Le troisième argument, c'est que le Christ, par sa venue, nous promet des biens plus grands que les biens dont nous avons été dépouillés par ceux qui ont péché au commencement.

Un 1er don : le Ciel

Pourquoi en effet te lamentes-tu, dis-moi ? Parce qu'Adam, en péchant t'a banni du paradis ? Marche droit, toi, et recherche la perfection. Et j'ouvrirai pour toi, non le paradis, mais le Ciel lui-même et je ne permettrai pas que tu subisses le moindre tourment du fait de la désobéissance de la première créature.

Un 2e don : le pouvoir sur les démons

Te lamentes-tu parce qu'il t'a destitué de ton commandement sur les bêtes sauvages ? Voici, je te soumets même les démons, si tu obéis. « Foulez aux pieds », dit-il en effet, « serpents et scorpions et toute la puissance de l'ennemi » (Lc 10,19). Il n'a pas dit : « dominez » comme pour les bêtes sauvages, mais, aggravant la domination : « Foulez aux pieds. »

C'est pourquoi aussi Paul ne dit pas : « Dieu placera Satan sous vos pieds », mais : « Dieu écrasera Satan sous vos pieds » [PAGE 76] (Rm 16,20) et non plus comme auparavant : « Lui, il guettera ta tête et toi tu guetteras son talon » (Gn 3,15). Mais la victoire est totale, le triomphe sans mélange, la destruction, l'extermination et la perte de l'ennemi achevées.

Un 3e don : l'égalité avec les anges et la vie éternelle

Ève t'a rendue dépendante de son mari ; mais moi je te fais non seulement son égale, mais encore l'égale des anges eux- mêmes, si tu le veux. Elle a hypothéqué ta vie présente ; mais moi je te fais la grâce de la vie future, impérissable et immortelle, et débordante de biens innombrables.
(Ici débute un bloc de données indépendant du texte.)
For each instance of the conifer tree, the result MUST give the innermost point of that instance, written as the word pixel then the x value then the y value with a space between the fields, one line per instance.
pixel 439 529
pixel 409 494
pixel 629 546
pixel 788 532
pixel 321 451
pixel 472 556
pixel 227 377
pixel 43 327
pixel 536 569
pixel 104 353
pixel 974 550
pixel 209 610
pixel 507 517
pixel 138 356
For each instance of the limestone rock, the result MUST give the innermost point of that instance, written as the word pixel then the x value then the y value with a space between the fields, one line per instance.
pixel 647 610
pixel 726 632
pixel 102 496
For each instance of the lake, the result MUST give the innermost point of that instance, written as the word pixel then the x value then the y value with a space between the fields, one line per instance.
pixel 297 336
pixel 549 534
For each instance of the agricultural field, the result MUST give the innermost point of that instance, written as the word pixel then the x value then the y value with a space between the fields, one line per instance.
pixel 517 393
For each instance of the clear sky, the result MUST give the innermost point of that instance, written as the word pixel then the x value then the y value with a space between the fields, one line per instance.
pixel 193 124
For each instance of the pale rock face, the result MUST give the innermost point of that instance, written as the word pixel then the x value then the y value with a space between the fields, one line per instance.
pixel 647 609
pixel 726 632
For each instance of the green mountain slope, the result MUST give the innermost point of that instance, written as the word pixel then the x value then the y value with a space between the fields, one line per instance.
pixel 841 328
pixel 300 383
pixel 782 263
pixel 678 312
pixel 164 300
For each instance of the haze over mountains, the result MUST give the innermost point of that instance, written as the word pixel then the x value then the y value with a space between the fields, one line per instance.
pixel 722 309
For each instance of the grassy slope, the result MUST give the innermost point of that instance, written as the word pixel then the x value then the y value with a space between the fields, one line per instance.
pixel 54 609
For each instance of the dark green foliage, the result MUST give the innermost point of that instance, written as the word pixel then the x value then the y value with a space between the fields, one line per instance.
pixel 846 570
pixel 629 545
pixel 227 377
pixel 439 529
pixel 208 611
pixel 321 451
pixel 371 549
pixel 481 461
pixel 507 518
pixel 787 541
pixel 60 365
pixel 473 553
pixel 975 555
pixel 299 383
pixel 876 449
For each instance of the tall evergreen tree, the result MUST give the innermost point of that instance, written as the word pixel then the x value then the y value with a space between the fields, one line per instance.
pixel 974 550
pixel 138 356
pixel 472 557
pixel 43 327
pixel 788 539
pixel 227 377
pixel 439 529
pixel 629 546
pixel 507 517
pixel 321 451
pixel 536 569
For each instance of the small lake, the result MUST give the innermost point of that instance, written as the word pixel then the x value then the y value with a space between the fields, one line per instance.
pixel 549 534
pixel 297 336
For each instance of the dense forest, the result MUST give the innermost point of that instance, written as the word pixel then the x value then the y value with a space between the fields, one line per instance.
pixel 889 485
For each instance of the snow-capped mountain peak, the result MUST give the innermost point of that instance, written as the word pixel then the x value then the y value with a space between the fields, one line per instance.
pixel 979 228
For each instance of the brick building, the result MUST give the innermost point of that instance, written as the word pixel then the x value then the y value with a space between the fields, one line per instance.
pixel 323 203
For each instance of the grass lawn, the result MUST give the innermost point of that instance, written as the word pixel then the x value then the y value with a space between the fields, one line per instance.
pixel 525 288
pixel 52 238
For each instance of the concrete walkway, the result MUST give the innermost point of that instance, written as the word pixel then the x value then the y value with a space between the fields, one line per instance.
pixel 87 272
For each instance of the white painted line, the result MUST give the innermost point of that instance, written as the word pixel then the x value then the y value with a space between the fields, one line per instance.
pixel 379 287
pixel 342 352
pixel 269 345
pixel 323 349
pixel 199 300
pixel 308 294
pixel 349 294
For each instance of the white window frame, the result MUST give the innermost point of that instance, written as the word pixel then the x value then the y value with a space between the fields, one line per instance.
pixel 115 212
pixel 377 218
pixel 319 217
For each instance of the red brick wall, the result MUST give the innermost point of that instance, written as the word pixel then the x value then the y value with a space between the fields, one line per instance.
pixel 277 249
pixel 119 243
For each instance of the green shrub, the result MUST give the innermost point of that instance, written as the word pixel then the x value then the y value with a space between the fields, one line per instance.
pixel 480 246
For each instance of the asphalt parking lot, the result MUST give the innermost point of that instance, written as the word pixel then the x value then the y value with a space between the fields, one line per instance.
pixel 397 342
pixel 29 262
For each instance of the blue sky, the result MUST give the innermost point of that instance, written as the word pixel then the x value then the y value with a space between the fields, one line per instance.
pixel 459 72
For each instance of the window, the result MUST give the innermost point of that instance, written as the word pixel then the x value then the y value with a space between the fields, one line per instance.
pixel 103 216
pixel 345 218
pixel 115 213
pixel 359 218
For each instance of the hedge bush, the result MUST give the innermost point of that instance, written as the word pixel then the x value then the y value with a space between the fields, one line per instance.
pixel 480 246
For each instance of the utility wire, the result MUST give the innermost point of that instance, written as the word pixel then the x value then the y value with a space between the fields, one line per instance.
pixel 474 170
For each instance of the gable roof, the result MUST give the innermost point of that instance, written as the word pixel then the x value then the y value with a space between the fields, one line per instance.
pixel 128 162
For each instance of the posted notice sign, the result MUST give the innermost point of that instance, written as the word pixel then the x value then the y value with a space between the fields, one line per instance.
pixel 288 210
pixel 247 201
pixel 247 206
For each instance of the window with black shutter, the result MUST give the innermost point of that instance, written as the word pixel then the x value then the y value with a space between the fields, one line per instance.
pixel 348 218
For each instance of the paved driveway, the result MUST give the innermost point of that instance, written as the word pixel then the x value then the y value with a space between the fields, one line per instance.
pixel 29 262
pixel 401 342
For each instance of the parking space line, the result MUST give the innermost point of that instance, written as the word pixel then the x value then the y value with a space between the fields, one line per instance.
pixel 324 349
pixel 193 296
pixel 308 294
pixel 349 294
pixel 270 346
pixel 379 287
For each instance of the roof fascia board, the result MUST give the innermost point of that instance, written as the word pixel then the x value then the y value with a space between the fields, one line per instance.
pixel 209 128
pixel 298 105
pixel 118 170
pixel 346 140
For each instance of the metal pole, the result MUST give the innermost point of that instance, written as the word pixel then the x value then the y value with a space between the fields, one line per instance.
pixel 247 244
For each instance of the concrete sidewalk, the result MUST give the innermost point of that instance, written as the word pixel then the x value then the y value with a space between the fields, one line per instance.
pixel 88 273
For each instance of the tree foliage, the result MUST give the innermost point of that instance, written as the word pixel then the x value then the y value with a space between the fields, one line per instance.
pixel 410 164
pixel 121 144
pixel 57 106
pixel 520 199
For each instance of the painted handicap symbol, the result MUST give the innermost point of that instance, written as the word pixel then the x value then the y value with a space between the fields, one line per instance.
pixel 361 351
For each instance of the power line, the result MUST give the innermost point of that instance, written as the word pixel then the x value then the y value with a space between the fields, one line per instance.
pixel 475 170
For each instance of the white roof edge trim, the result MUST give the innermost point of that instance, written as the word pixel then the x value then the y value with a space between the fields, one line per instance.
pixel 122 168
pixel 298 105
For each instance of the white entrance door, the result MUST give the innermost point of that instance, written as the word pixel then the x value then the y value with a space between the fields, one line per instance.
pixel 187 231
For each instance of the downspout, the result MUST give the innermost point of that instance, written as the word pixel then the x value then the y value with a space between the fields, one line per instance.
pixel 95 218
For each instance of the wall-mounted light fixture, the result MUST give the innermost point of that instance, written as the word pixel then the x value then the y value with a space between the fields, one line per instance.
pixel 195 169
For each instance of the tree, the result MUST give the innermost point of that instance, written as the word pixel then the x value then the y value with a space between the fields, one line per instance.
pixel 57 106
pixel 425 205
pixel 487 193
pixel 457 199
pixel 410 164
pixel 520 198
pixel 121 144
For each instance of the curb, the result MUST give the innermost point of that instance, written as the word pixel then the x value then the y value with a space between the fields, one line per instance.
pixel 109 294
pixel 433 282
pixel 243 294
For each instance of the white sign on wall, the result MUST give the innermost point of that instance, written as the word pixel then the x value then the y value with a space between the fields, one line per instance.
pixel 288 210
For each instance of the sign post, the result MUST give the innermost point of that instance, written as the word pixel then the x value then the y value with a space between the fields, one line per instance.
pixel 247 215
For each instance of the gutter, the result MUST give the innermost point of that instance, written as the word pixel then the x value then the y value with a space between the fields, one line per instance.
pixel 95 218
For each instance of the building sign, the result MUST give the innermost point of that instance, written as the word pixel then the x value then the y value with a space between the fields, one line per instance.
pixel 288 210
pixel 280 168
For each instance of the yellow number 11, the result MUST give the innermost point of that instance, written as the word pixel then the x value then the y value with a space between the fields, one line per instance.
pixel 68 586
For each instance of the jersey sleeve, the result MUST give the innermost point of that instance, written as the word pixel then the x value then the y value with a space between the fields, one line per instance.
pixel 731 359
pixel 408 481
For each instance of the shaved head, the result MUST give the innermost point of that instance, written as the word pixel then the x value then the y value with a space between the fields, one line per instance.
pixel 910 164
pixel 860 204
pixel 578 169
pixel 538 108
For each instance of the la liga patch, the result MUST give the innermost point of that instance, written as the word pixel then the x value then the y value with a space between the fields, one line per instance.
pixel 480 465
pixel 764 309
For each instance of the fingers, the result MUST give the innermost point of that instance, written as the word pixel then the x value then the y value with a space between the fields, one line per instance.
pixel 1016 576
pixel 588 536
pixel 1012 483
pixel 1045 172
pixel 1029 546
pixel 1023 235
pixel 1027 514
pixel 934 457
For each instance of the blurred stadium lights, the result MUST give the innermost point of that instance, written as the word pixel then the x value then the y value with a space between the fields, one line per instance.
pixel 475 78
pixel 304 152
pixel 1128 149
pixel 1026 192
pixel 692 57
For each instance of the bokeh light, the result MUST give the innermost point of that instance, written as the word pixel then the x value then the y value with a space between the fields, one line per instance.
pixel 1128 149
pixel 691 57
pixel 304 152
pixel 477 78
Que personne donc n'estime avoir été lésé par nos deux ancêtres ! Car si nous voulons rechercher tout ce qu'il va nous offrir, nous trouverons ce qui a été donné beaucoup plus important que ce qui a été perdu.

Dans cette promesse, une implication : l'attention aux pauvres

9. Après ce qui vient d'être dit, le reste est évident. C'est avec Adam que les tourments ont fait irruption dans notre vie, le Christ a promis la vie, une vie exempte de douleur, de tristesse et de gémissement et il annonce la grâce du royaume des cieux. Il dit en effet : « Venez les bénis de mon Père, recevez en héritage le royaume qui a été préparé pour vous depuis la fondation du monde. Car j'ai eu faim et vous m'avez donné à manger ; j'ai eu soif et vous m'avez donné à boire ; j'étais un étranger et vous m'avez recueilli ; j'étais nu et vous m'avez vêtu ; j'étais en prison et vous êtes venu vers moi » (Mt 25,3436).

Entendrons-nous donc, nous aussi, cette voix bienheureuse ? Moi, je ne l'affirmerais pas tellement, car le mépris des pauvres est grand chez nous.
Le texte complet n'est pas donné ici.